И отказаться от этого «счастья» ему помогло все то же сознание высшей правды. Как ни странно, это сознание высшей правды, которая выше личной правды, в тюрьме не ослабло, а еще более окрепло. И дело тут вовсе не в каких-то личных особых достоинствах Лаврищева. Человек никогда не бывает одиноким, даже если от него отвернулись все старые друзья и товарищи, даже если его посадили в тюрьму. В тюрьме он близко сошелся с одним изумительным человеком, его все называли Отцом: так велико было уважение к нему. Это был старый подпольщик-революционер, работавший еще вместе с Владимиром Ильичом Лениным. И люди, бесконечно веря Отцу, в этот самый тяжелый, трагический момент своей жизни просили его только об одном: побольше рассказывать им о Ленине. И он рассказывал, и его рассказы были не только о Ленине, а и о партии, о грядущем счастье. Лаврищев никогда не думал, что человеческое сознание способно вобрать в себя столько мудрой веры, сколько имелось у Отца. Он с такой достоверностью говорил о том, что ленинская правда в конце концов победит, о новом облике страны, ее сел, городов, ее людей, что у всех, кто слушал его, не оставалось никакого сомнения, что все это именно так и будет, так и преобразуется, обо всем этом именно так и думал Ленин, думала партия. Но — нелепость! — как раз за эти свои мысли Отец и сидел в тюрьме. Один осторожный, напуганный человек, прошедший все ступени тюремного воспитания — от первоначального узнавания с «Васей» и страстных оправданий до сознания нелепости своего положения — и наконец решивший замолчать, угрюмо спросил Отца:
— Зачем все это вы говорите? Кому-то как раз и не нравится то, что у вас свои суждения и свои мнения. Вы много думаете, ищете…
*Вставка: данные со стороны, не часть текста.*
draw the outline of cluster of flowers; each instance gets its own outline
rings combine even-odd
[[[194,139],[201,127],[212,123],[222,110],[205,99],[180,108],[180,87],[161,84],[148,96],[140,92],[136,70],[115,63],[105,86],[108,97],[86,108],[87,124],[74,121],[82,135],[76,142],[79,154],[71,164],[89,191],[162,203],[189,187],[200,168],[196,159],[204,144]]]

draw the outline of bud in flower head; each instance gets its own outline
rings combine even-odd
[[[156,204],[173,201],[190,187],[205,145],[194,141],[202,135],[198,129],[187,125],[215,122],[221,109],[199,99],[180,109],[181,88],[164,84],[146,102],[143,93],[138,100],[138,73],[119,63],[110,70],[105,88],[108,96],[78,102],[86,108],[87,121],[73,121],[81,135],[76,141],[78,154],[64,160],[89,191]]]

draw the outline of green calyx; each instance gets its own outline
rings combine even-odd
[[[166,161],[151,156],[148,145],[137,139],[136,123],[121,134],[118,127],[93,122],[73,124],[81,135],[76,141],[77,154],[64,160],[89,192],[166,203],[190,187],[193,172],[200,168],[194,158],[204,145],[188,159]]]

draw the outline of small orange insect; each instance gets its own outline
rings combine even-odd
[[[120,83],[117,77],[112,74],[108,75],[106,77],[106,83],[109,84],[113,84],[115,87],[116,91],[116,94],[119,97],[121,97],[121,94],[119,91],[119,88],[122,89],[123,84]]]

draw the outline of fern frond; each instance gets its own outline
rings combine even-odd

— Мы прокладываем пути истории, как же не искать, не думать, не выбирать, не спорить! Мы все признаем одну идеологию — идеологию коммунизма. Ничего иного, кроме идей коммунизма, у людей нет, никогда не будет, и никто не в силах противопоставить этой идее что-то более привлекательное, жизненное. Как этого не понять? Нам остается только одно: думать, искать, спорить о том, как лучше, как быстрее и как надежнее построить коммунизм. Без таких коллективных поисков ничего толкового не выйдет. Если мы идем впереди всех, то надо надежно и разведывать пути. Надо испытывать одно, другое, третье и выбирать лучшее. Мне сдается, мы стали бояться думать, на каждое слово стараемся поскорее набить тесный обруч теории, чтобы его больше не шевелить, и в результате омертвляем мысль — самое огненное и самое действенное оружие в борьбе за коммунизм. Свой каждый шаг, каждый поступок, каждую мысль мы должны проверять по Ленину. Пойми жизнь, пойми Ленина, а потом у жизни спроси, у Ленина спроси, когда трудно будет, — как быть? — они ответят, — говорил Отец.